PSG-Profi Wijnaldum enttäuscht: "Hätte es mir anders gewünscht"

PSG-Profi Georginio Wijnaldum zeigte im Interview mit DAZN zwar Verständnis für die Fans, ist aber dennoch enttäuscht über die Reaktionen. "Normalerweise ist es so, dass die Fans dich unterstützen. Jetzt sind sie sauer. Damit müssen wir klarkommen", erklärte er. Das ist natürlich traurig. Ich hätte es mir anders gewünscht, aber so ist es nun mal", fügte er hinzu.

Das wenig angenehme Wiedersehen mit den eigenen Fans hatte sich bereits im Vorfeld angedeutet.
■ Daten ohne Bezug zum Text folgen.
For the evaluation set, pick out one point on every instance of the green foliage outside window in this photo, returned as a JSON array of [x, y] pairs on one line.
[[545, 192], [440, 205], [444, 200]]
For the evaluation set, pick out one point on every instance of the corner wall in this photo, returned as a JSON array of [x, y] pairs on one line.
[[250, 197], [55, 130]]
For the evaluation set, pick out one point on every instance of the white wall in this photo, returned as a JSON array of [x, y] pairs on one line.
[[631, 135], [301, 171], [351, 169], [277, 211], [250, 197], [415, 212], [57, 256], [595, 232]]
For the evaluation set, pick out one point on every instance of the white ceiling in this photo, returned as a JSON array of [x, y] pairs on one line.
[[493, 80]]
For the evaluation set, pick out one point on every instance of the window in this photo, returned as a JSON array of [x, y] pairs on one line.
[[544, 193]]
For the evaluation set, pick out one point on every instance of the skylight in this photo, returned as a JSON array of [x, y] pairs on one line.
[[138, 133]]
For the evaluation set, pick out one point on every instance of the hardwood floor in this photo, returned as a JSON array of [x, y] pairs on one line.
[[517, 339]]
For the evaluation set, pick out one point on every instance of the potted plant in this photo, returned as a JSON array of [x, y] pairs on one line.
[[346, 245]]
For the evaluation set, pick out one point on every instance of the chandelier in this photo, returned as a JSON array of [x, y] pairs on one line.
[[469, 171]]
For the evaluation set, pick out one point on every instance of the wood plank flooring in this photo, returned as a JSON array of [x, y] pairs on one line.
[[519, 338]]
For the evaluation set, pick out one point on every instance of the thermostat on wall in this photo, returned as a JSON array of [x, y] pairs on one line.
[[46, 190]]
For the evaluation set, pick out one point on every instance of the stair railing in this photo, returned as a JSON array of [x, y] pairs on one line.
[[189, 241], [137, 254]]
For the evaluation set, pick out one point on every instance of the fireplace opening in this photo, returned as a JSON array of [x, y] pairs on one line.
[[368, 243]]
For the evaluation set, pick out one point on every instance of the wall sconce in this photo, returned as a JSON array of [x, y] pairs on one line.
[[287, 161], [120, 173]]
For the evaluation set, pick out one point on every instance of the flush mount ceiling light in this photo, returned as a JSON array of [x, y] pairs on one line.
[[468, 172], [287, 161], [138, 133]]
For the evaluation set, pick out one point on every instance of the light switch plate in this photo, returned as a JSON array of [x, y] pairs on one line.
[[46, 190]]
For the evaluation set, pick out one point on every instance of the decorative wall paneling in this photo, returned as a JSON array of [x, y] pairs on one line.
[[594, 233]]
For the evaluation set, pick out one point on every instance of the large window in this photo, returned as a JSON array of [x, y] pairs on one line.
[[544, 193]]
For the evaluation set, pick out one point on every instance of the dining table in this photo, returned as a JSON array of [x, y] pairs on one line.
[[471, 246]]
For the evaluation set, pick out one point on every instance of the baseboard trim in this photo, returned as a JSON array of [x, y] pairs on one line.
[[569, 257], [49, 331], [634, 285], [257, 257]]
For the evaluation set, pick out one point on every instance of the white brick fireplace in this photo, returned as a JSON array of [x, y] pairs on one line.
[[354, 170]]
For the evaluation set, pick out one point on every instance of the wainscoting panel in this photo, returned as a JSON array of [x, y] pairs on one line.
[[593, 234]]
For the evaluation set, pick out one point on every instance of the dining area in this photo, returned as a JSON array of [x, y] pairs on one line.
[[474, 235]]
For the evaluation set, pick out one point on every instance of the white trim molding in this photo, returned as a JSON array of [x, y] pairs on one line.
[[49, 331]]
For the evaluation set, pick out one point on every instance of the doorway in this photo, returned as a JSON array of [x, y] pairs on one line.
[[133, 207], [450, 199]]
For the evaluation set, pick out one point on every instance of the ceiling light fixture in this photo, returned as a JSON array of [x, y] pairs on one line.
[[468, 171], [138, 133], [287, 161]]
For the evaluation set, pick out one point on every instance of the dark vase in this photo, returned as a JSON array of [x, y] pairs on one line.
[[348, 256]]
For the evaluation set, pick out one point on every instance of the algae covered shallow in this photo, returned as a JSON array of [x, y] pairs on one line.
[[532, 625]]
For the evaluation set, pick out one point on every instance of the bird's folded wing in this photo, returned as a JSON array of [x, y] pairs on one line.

Die Vereinigung Collectif Ultras Paris rief die Anhänger in den Sozialen Netzwerken auf, auf gewaltlose Art und Weise ihre Unzufriedenheit zu signalisieren.

All das zeigt aber auch wieder, dass der PSG weder intern harmonisch zusammenarbeitet, noch von den Fans in guten und schlechten Zeiten unterstützt wird. Aus diesen Gründen reicht es eben dann auch nicht für den Henkelpott.